The Northeastern State University College of Education Edubots team of Wilburton junior Laura Myers, Cushing junior Megan Bloom, Westville junior Tandy Morris and Afton junior Savanna Atchison came together as a collaborating group in January. They began constructing their first robot and qualified for the Vex Robotics championship in February, and by the April event, had earned the competition’s Judges’ Trophy while finishing 44th in a field of 52 teams.
Aside from being the only education majors in the competition, NSU’s Edubots team was facing teams that included 15 or more members made up of male and female engineering or science majors who played specific roles, said Myers.
“This was our way, as teacher education majors, to stand up and let the world know that we’re not afraid of a challenge. Robotics is something education majors don’t normally do. We stepped outside of our comfort zone,” said Myers. “It was a great way to gain experience and knowledge. That experience will be something we can take back to our classrooms to teach students why it’s important to experience new risks and learn new things.”
The NSU Robotics in Education program was started in November 2012, and the College of Education curriculum will make it possible for teacher candidates to learn how they can apply robotics in the classroom. The NSU College of Education robotics students will visit area schools to observe the use of robot technology in classrooms and study how it can be incorporated into daily lesson planning.
Educational Foundation Leadership Instructor and Faculty Adviser Barbara Fuller said the program collaborated with the Cherokee Nation and Sequoyah High School Robotics Instructor Dr. Calvin Cole to get the Edubots team up and running.
“We’re always looking for new ways to incorporate technology into the classroom. It’s really has the students’ interests,” said Fuller.
“We made the goal to put this into our program. This fall, every single teacher candidate is going to graduate knowing how to implement robotics into their classroom, no matter what they’re teaching.”
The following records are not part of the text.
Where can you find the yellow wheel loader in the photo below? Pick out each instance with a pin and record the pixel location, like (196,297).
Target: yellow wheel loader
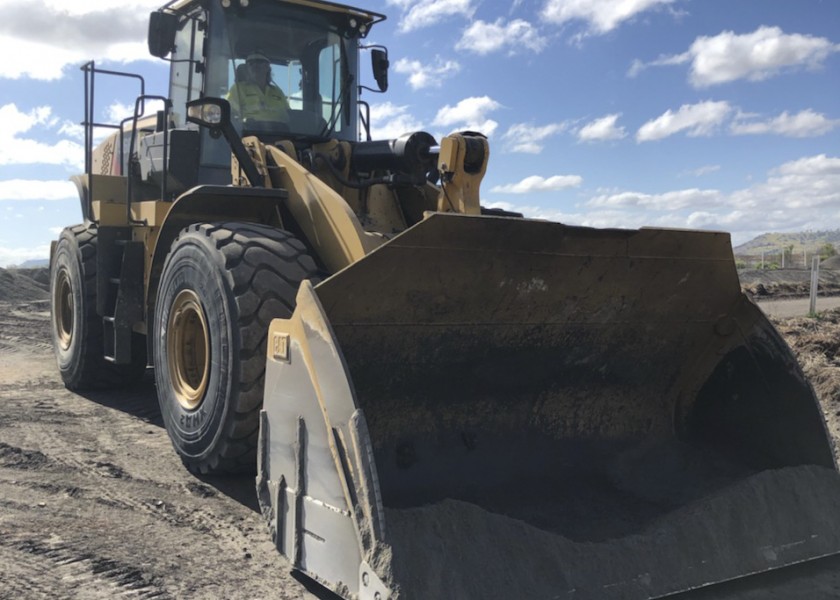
(439,400)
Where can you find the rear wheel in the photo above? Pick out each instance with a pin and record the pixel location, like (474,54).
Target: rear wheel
(75,326)
(221,286)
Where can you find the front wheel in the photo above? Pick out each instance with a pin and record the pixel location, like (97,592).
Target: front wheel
(76,328)
(221,286)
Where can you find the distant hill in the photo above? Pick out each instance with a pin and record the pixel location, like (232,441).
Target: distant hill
(772,243)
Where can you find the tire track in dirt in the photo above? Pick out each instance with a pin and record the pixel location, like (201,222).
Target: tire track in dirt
(50,567)
(95,504)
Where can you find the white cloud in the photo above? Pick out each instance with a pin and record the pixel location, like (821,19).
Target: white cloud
(704,170)
(389,121)
(41,38)
(425,13)
(535,183)
(427,75)
(117,111)
(16,150)
(806,123)
(755,56)
(675,200)
(697,119)
(469,114)
(483,38)
(601,16)
(530,139)
(603,129)
(798,195)
(28,189)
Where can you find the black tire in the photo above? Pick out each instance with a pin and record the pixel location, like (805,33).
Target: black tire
(76,328)
(221,285)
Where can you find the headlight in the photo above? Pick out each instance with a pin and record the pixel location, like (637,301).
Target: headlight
(208,113)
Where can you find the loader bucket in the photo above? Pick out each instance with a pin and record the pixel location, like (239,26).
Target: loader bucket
(489,407)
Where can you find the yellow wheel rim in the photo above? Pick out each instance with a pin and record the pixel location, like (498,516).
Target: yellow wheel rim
(63,309)
(188,350)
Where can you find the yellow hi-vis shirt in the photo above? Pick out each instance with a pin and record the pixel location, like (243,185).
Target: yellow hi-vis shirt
(251,102)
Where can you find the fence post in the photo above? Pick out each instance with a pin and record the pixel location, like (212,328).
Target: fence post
(815,277)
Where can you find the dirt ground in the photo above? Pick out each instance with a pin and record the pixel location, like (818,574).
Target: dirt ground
(95,504)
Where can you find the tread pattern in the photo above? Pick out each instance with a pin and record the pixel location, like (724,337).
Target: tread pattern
(263,268)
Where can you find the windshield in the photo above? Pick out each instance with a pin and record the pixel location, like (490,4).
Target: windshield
(285,70)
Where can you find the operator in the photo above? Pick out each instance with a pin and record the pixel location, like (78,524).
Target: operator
(257,98)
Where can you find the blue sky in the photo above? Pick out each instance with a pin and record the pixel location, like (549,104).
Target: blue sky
(711,114)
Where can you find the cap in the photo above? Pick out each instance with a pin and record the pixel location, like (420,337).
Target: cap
(256,56)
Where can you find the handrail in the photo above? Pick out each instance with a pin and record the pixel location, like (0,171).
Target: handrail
(89,123)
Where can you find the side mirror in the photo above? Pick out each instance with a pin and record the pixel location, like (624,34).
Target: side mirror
(379,61)
(214,113)
(162,29)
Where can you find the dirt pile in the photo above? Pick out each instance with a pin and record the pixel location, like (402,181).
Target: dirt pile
(787,283)
(816,344)
(747,527)
(18,285)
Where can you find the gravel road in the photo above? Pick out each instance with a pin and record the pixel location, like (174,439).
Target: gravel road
(796,307)
(94,503)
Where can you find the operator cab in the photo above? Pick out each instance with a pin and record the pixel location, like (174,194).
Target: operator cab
(313,59)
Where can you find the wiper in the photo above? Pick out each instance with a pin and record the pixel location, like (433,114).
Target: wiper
(338,107)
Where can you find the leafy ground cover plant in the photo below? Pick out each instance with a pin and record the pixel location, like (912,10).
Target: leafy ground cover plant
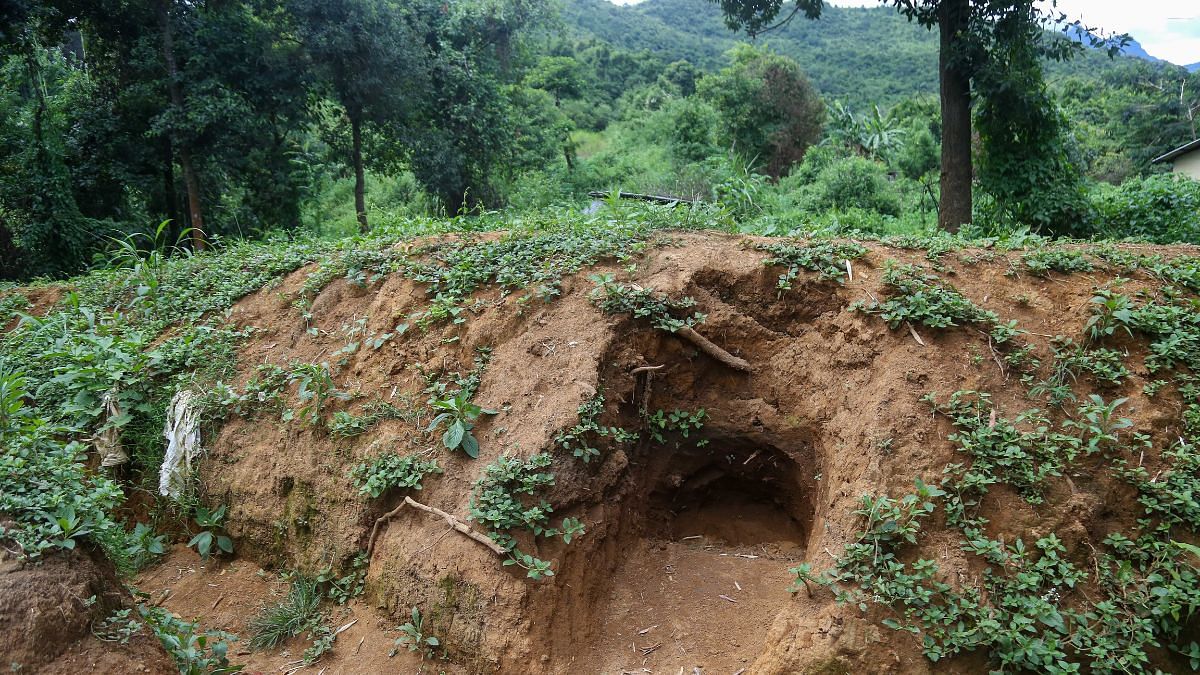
(414,638)
(582,438)
(459,414)
(829,260)
(391,470)
(922,298)
(1044,261)
(211,537)
(498,503)
(613,297)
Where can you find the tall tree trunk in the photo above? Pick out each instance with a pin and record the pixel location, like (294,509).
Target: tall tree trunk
(955,94)
(360,198)
(169,202)
(185,155)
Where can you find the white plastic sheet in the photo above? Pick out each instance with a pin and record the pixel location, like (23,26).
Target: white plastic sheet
(183,435)
(108,441)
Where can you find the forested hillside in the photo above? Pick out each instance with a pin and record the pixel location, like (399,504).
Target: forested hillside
(861,55)
(516,336)
(252,118)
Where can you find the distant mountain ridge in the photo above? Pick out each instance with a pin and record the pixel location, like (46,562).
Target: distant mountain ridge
(859,55)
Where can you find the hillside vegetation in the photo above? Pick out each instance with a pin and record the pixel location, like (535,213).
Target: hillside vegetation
(331,340)
(993,441)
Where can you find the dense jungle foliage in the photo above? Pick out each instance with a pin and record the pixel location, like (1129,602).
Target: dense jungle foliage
(240,119)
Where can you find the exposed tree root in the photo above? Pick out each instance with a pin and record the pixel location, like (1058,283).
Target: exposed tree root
(462,527)
(712,350)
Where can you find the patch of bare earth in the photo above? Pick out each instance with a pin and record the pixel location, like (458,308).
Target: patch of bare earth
(684,565)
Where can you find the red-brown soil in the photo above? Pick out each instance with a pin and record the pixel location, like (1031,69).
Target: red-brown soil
(48,611)
(684,563)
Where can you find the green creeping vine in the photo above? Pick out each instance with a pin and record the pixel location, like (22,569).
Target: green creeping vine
(389,471)
(613,297)
(684,423)
(497,503)
(828,258)
(581,438)
(922,298)
(1044,261)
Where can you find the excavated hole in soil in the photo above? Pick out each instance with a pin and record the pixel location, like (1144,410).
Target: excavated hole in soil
(732,496)
(703,571)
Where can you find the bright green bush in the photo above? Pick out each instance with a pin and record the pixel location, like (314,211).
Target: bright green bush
(1162,208)
(851,183)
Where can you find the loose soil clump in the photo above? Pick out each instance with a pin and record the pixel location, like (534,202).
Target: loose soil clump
(691,536)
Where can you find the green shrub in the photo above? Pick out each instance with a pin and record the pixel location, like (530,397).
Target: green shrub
(391,470)
(1162,208)
(846,183)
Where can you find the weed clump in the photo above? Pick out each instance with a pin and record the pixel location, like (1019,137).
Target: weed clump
(921,298)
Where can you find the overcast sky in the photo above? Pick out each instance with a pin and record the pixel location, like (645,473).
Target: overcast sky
(1168,29)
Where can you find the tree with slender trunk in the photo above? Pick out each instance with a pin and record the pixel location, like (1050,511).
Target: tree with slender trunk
(955,100)
(360,185)
(191,181)
(369,57)
(967,36)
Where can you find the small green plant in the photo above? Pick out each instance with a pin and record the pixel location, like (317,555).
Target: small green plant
(315,388)
(414,638)
(67,526)
(391,470)
(346,425)
(1099,423)
(460,414)
(1110,310)
(498,505)
(211,537)
(828,258)
(118,627)
(613,297)
(919,297)
(297,613)
(676,422)
(143,545)
(579,438)
(1044,261)
(348,586)
(195,651)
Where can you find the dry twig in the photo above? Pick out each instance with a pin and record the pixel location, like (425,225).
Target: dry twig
(712,350)
(453,521)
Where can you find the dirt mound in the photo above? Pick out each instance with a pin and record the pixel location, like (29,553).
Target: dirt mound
(48,615)
(690,538)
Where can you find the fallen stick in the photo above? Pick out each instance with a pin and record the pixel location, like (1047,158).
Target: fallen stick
(712,350)
(462,527)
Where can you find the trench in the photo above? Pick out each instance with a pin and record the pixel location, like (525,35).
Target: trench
(702,569)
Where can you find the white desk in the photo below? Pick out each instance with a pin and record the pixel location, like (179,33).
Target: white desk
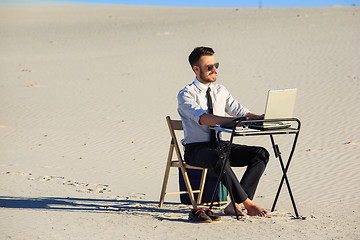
(240,131)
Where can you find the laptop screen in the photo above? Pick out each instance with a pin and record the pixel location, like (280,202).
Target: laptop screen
(280,103)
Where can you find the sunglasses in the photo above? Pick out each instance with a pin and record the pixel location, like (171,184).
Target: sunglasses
(210,67)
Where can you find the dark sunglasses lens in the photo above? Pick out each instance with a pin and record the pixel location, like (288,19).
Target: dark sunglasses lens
(210,67)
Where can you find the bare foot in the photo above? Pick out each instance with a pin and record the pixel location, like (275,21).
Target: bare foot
(229,210)
(253,209)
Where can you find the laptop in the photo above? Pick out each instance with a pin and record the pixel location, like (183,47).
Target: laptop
(279,104)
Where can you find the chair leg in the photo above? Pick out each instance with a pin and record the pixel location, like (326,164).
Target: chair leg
(189,188)
(202,185)
(166,176)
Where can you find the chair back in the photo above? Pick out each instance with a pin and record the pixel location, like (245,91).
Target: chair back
(175,125)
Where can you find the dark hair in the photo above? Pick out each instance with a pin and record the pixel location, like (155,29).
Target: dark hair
(197,53)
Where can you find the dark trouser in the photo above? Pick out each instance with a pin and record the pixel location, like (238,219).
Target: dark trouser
(255,158)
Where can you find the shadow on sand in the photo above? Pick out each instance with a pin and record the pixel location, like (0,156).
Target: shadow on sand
(119,206)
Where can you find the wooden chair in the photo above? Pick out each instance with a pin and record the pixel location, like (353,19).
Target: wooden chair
(176,125)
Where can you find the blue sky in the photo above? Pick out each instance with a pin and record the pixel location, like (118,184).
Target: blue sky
(216,3)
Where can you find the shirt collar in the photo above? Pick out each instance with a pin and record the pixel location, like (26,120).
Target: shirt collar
(201,86)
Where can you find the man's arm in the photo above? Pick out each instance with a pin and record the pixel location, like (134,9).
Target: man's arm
(213,120)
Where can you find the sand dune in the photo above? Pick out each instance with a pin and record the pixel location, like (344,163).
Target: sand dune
(85,90)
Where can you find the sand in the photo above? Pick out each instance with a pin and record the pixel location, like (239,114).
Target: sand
(85,89)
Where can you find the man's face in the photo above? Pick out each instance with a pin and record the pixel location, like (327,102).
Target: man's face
(202,72)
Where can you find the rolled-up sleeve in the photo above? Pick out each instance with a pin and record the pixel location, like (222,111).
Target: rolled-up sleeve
(188,107)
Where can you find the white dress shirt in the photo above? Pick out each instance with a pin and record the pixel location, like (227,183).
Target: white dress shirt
(192,103)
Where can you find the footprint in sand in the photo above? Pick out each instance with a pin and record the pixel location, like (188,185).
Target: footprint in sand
(80,186)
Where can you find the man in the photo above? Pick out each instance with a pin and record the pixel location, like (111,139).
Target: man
(200,146)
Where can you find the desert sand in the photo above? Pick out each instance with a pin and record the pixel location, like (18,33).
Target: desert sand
(85,89)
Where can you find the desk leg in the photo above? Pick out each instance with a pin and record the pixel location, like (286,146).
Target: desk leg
(224,157)
(284,177)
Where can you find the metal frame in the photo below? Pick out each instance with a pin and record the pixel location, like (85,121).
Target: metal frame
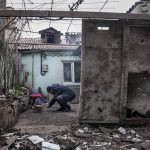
(72,14)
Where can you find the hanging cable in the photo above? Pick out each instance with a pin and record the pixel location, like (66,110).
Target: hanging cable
(103,5)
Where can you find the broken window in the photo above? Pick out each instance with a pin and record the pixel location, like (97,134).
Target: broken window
(72,71)
(77,70)
(50,38)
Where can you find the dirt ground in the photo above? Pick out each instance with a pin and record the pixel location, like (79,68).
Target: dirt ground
(62,129)
(48,121)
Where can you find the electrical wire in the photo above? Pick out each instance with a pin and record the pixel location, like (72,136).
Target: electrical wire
(103,5)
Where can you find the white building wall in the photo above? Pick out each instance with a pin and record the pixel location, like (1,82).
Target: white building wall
(54,74)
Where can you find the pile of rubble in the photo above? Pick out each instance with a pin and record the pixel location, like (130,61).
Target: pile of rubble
(80,138)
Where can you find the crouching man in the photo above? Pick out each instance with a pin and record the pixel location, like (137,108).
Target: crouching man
(62,94)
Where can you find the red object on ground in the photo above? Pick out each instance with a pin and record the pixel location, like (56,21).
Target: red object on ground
(36,95)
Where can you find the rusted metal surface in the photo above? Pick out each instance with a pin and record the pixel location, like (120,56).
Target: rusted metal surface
(115,72)
(101,72)
(138,97)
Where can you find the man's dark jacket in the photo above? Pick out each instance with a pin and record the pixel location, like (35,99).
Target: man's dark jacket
(57,90)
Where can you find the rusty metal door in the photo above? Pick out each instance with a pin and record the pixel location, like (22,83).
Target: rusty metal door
(136,100)
(101,71)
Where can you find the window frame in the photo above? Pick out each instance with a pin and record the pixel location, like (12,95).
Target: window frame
(72,72)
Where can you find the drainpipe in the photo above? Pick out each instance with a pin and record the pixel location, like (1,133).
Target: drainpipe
(32,66)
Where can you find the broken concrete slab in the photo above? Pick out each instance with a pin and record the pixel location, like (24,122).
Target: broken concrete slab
(50,146)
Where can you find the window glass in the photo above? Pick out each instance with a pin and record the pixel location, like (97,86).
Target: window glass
(77,71)
(67,72)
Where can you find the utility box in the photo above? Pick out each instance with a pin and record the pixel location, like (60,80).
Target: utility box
(115,84)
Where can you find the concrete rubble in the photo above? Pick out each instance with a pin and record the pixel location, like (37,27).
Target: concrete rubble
(79,137)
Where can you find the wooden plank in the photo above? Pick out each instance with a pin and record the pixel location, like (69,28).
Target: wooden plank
(74,14)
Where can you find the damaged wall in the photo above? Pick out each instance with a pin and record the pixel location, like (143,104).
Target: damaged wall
(138,99)
(101,72)
(115,71)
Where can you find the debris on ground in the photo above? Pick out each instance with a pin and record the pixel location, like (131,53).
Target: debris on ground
(80,137)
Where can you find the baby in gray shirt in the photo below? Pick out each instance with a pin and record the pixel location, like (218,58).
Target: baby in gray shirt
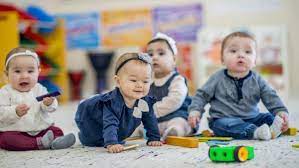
(234,94)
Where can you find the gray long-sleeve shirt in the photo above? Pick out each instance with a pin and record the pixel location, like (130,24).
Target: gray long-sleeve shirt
(230,97)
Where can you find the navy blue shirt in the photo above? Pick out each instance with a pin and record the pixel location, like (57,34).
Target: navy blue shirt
(105,120)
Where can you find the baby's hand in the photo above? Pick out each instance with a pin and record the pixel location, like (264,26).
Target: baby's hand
(48,101)
(155,143)
(194,118)
(22,109)
(116,148)
(285,117)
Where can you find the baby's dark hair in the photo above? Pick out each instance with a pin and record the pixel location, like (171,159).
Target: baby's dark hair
(163,40)
(232,35)
(14,51)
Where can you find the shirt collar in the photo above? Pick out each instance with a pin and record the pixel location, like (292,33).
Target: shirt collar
(234,78)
The NSU Edubots team qualified for the international competition at the VEX Robotics Regional event hosted by Sequoyah Schools. Fuller said the inclusion of robotics in a classroom will foster critical thinking, problem solving, teamwork and leadership. Robotics presents a learning experience that will benefit everyone.
“When you think about robotics, you do think about mathematics, and you do think about engineering. It’s easy to forget, but if you look at robotics in the right light, you can see that everyone can do it. It’s easy to be intimidated by it,” said Fuller.
“One of the greatest things that came out this experience was everyone on the team has a different major, and they all found a way to work robotics into their current focus of study. It’s just a testament that it’s not just about engineering or mathematics. It’s really about learning to use those critical thinking and problem solving skills. Anybody can do it.”
Atchison said the team visited a group of students at Heritage Elementary to introduce robotics to the kids, and the results were eye-opening. The students were placed on teams, given tools, and had two working robots and two broken robots to use for the hands-on learning experience. The goal was to fix the broken robots.
“We didn’t know what to expect,” said Atchison.
“We wanted to see if the kids could use critical-thinking skills to figure out how to fix the problem It was amazing to see the difference in how our minds work in seeing a way to solve a problem and seeing how their minds work. Within the hour, they had fixed the problem.